April 11, 2012 by staff 

Krysten Ritter The B, Life Happens, from director/co-writer Kat Coiro, is a comedy centered on three young women – Kim (Krysten Ritter), Deena (Kate Bosworth) and Laura (Rachel Bilson) – who all live under the same roof in Los Angeles. When one of Kim’s one-night-stands results in an unexpected pregnancy, she turns to her girlfriends for help while she attempts to cope with single motherhood and jumping back into the dating scene amid the fear that having a child could put a quick end to any potential relationship. The movie also stars Jason Biggs, Justin Kirk, Kristen Johnston and Geoff Stults.

During this recent exclusive phone interview with Collider, the film’s star and co-writer Krysten Ritter talked about how this movie came together, the changes it went through in nearly four years of development, how happy she was with the final outcome of the film, and what she learned from this entire process and experience. She also talked about her role in the upcoming vampire comedy Vamps, from writer/director Amy Heckerling, playing the lead in the new ABC comedy series Don’t Trust the B in Apt. 23 (airing Wednesday nights, starting April 11th), and the pilot she’s producing for MTV, adapted from the novel Cassandra French’s Finishing School for Boys. Check out what she had to say after the jump.

Collider: How did this movie happen? How did you and Kat Coiro originally meet and end up deciding to write this together?

Krysten Ritter: Kat and I have been longtime friends. We’re both very psychotically driven, hard-working young women, and we always had this plan to dominate the world, like the two characters in the movie. We started writing and she had a baby, and we had this eureka moment where we just realized that’s the story we wanted to tell, about young girls, figuring out who they are and trying to have it all, but also when you throw a baby in the mix, it creates a whole other set of challenges.

You approached this with the desire to create a female buddy comedy, but how much did the story evolve while you worked on it for nearly four years?

Ritter: Quite a bit. We wrote an early draft when we were both starting out and we had different connections and we were getting different notes from people. And then, we got the script to this place where it got out there. After I did She’s Out of My League, I had gotten friendly with some of the execs at DreamWorks and they slipped it somewhere. The next thing you know, Kat and I were getting calls for fancy meetings and big agents were calling us, and it changed the landscape of both of our careers. And then, producers wanted to buy it.

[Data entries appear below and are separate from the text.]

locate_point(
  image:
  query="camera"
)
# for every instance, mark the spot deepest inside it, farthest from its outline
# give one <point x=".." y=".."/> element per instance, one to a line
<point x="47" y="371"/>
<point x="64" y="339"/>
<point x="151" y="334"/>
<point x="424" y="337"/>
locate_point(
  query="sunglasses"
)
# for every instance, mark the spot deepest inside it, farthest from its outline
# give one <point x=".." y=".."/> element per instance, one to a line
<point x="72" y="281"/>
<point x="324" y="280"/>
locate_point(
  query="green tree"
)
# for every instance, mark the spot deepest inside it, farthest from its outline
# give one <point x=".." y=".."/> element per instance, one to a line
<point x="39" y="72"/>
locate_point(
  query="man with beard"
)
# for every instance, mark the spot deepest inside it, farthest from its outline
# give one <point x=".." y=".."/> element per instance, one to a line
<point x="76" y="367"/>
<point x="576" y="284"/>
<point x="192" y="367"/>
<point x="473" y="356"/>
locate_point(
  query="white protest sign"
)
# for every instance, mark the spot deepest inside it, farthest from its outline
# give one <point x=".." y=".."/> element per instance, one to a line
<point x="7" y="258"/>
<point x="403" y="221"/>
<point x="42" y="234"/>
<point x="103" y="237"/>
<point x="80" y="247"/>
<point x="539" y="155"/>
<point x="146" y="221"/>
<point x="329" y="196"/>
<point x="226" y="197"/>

It was just going through those processes and putting together ideas of who would be in it and who greenlights movies. We tried to do it the studio way, but that didn’t get made. It’s really hard to sell a script, and it’s even harder to get a movie made. It just almost never happens. Then, we were doing it as a TV, and that didn’t get made, which I think was right and for the best. We were like, “Why don’t we just make the original version of the script that everybody liked so much?” We decided just to take matters into our own hands. If you really want something, you’ve gotta just do it and not wait for other people to hand it to you. So, we just put it together in a cute little package, we called actors and got them to attach themselves, and we called in every favor you could possible imagine.